Tom: Trying to talk while you’re making out with someone is basically a recipe for disaster anyway. Or for breaking into laughter, depending on the relationship.

Tim: But anyway: lyrics are all about doing it, and let’s be honest that’s hardly surprising. What is surprising, though, given the line up, is that’s it’s actually a fairly decent and listenable song. I think it’s the sheer variety creating by having a full basketball team in it – bit like Band Aid really, in that if one act ever gets a bit annoying, you know it won’t be long until they’re binned off in favour of someone else.

Tom: It looks like RedOne got the credit because it really is his song: he assembled the group and produced it. This is a song with just featured artists, and that’s fine.

Tim: Yep, and so unlikely as I may have thought originally: I like this.

Enrique Iglesias feat. Pitbull & The WAV.S – I Like How It Feels

That’s a smiley song if ever there was one.

Tim: There is a proper video of this, but it’s a six-minute palaver of faffery with no real added benefit.

Tom: There’s an innuendo in that last sentence somewhere, I’m sure.

Tim: No, I’ve given up on innuendo. Instead, I’ve started inserting the occasional vaguely rude word in the middle of sentences at random.

Tom: This should be fun.

Tom: Well, that’s a smiley song if ever there was one.

Tim: Isn’t it? Chirpy. Upbeat. Happy. Whistly. A repetitive PENIS message. Some surprisingly not particularly annoying rapping. I’m feeling good. You’re feeling good. Life is, basically, good. Feeling down? Stop it. You BREASTS shouldn’t.

Tom: Subtle.

Tim: This is a song with a message, and it conveys it nicely. Love it.

Tom: It sounds like a World Cup song, doesn’t it? With the crowd chanting in the background and everything. Could use a bit more tempo or a bit more bass, I reckon – after two minutes, I thought it was ready to end – but it’s nice enough.

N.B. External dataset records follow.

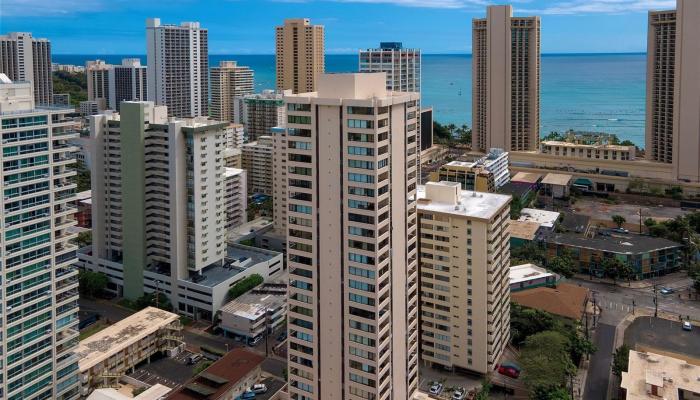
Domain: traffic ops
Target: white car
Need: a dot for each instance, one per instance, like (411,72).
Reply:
(258,388)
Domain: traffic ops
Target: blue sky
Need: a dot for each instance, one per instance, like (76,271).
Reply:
(246,26)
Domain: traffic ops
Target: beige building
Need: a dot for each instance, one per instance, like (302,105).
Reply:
(654,376)
(673,90)
(228,81)
(112,352)
(505,81)
(257,161)
(352,240)
(464,268)
(299,55)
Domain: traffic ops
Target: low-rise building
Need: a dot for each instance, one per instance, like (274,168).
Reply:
(527,276)
(226,379)
(647,256)
(109,354)
(257,312)
(235,197)
(486,174)
(651,376)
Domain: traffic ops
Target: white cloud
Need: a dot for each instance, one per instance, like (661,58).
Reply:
(603,7)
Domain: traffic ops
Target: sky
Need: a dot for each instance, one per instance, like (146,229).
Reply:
(247,26)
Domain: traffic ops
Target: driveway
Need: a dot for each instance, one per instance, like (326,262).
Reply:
(599,370)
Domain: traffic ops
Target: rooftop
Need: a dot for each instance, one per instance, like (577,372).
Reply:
(524,229)
(670,376)
(448,198)
(527,272)
(621,244)
(557,179)
(543,217)
(114,338)
(217,380)
(565,300)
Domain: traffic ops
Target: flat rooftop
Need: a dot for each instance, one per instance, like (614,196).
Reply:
(478,205)
(543,217)
(527,272)
(621,244)
(669,374)
(114,338)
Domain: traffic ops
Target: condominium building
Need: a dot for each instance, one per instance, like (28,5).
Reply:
(673,90)
(235,197)
(39,283)
(97,73)
(465,283)
(505,81)
(228,81)
(485,174)
(352,240)
(127,82)
(178,67)
(260,112)
(299,55)
(159,207)
(25,58)
(402,66)
(257,161)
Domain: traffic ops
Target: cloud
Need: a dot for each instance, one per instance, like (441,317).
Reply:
(603,7)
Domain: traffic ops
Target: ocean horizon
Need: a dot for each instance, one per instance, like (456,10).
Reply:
(595,92)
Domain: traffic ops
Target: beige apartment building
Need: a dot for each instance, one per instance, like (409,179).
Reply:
(299,55)
(256,158)
(228,81)
(673,89)
(464,268)
(352,240)
(505,81)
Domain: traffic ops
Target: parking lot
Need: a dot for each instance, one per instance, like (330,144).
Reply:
(649,333)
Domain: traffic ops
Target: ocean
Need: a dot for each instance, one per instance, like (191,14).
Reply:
(588,92)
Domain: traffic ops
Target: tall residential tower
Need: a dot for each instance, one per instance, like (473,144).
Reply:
(351,171)
(178,67)
(25,58)
(505,81)
(673,89)
(299,55)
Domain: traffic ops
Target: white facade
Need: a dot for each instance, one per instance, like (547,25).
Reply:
(39,284)
(178,67)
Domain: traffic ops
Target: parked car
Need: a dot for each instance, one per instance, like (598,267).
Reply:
(509,371)
(459,394)
(258,388)
(436,388)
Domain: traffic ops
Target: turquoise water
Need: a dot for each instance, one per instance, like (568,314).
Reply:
(592,92)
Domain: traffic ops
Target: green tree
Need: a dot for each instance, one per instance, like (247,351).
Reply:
(91,284)
(620,360)
(618,220)
(244,285)
(546,362)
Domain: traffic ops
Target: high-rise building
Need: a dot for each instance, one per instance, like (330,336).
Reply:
(228,81)
(464,268)
(260,112)
(178,67)
(673,90)
(402,66)
(256,158)
(97,73)
(25,58)
(352,159)
(127,82)
(505,81)
(39,282)
(299,55)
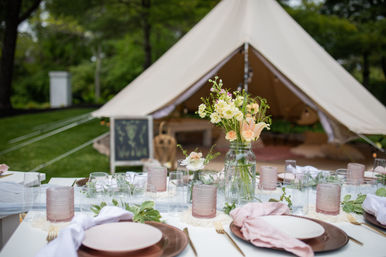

Tim: As it happens, it sort of reminds me of another song, more in the general FORNICATION mood than the tune.

Tom: “Fornication”? Really? Anyway, what’s this other song?

Tim: That song is the equally chirpy, upbeat, happy and whistly You’re My Mate. Blimey, that’s ten years old now.

Tom: And Pitbull does look just a bit like Richard Fairbrass. (whistles) Taxi!

Enrique Iglesias feat. Ludacris – Tonight (I’m Fuckin’ You)

This is an incredibly creepy song.

Tom: There are some songs that hide their meanings in cryptic metaphor; there are some that take a direct approach. This is one of the latter.

Tim: It is a bit, isn’t it?

Tom: I admire quite how direct he is, but let’s be honest: if he wasn’t Enrique Iglesias, this would be an incredibly creepy song.

Tim: That sentence should be reworded: ‘let’s be honest: this is an incredibly creepy song.’

Tom: The trouble is that, while it’s fairly listenable to start with, even a rap bridge from Ludacris can’t really justify its four-minute length. Once the shock value wears off, that synth backing really starts to grate – and there’s no build either. The first chorus is just as energetic as the last, and it ends on a whimper rather than (hurr) a bang.

Tim: It’s not that listenable, though – it’s the autotune, and it really turns me off, I mean, why? We all know he can sing the right notes, he doesn’t need autotuning – is there a point to it other than to make him sound like a robot?

Tom: That’s the style these days. Doesn’t matter if you can sing or not: you’ve got to sound a bit like Cher. The radio edit is of course a bit toned town – to “Lovin’ You” – and without that bit of swearing the whole song seems to fade into nothing. Pity.

Tim: Hmm. I remember when Enrique was a nice person, singing nicely about being a hero, and kissing away the pain. Now’s he’s been sucked in by hip-hop and turned into a dick.